■ Nachschlag: Die Toladá dance company beendete die Tanzzeit am Halleschen Ufer
Stromernde Sehnsucht: Jorge Morro, Liat Shinar Foto: Aurin
Die Selbstbeherrschung zu verlieren, erlebt man im Alltag fast nur als Niederlage. Trotzdem gibt es die Utopie, mit einem herrschaftsfreien Dialog zwischen Vernunft und Gefühl im eigenen Ich beginnen zu können.
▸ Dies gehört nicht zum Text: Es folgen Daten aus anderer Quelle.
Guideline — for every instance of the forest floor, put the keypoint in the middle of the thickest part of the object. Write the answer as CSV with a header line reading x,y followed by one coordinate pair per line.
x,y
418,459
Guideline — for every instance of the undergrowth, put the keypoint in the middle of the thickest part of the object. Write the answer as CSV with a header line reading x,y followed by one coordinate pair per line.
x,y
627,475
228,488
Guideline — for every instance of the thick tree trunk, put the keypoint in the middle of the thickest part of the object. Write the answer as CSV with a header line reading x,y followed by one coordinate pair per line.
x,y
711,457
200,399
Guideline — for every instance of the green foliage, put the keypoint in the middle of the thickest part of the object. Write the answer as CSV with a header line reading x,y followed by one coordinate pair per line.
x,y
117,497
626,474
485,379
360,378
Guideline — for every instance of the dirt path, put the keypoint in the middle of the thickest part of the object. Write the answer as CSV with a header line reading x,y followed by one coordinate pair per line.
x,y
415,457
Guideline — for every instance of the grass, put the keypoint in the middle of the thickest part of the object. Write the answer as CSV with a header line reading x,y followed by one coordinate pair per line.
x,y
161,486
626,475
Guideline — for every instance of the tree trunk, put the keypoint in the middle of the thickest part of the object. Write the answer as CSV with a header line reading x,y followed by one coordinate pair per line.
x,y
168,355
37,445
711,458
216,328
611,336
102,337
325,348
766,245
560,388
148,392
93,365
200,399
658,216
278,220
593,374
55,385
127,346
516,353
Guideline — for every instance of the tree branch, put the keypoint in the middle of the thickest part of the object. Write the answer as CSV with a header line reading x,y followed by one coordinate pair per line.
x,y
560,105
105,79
Von der Suche danach erzählt oft genug der Tanz und bleibt dabei nicht selten im Ausmalen einer Emotionalität stecken, die wie der Trostpreis für den nüchternen Alltag wirkt.
In den Tänzen, die Joseph Tmim und seine Toladá dance company als Materialien für ihr Stück „Silence dance“ (Premiere im Dezember) im leeren Bühnenraum des Theaters am Halleschen Ufer vorgestellt haben, wechseln sich Zustände der Beherrschung mit träumerischen und intimen Szenen ab. Ein anschwellender Maschinensound, der an den Film „Metropolis“ erinnert, unterstützt die vorwärtsdrängende Dynamik von Dreier- und Vierergruppen. Ein betontes Ausrichten der Köpfe und die Genauigkeit der Richtungen, die sich in komplizierten Mustern kreuzen und durchdringen, vermitteln die Vorstellung eines geplanten, kollektiven Prozesses. So werden Formen definiert, Grenzen gezogen, Terrains abgesteckt. Daneben bilden die Soli und Duette, an denen auch die Violonistin Anti von Klewitz mit Liedern, Tänzen und Rezitationen teilnimmt, den Schauplatz der Wende nach innen mit behutsamen und tastenden Bewegungen. In ihnen verschwimmen die Grenzen des Ich, und eine ziellos stromernde Sehnsucht wird als Kern freigelegt, manchmal in etwas klammen Bildern. Die Stille, die Voraussetzung für das innere Abtauchen ist, entsteht aus der Abschottung gegen die Außenwelt. Man könnte die Transformation zwischen den Zuständen als Ziel des Stückes vermuten.
Auch mit der Premiere im Dezember wird die Arbeit an „Silence dance“ für Toladá noch nicht abgeschlossen sein. Denn Joseph Tmim, der 1985 die israelische Bat-Sheva-Dance-Company verließ und seitdem als Choreograph in Deutschland arbeitet, hat die Erfahrung der Unterschiede zwischen der „eher impulsiven israelischen Kultur“ und der deutschen Zurückhaltung zum Ausgangspunkt genommen. Deshalb will er das Projekt 1998 mit israelischen Gasttänzern fortsetzen. Katrin Bettina Müller
Premiere von „Silence dance“ am Halleschen Ufer am 11.12.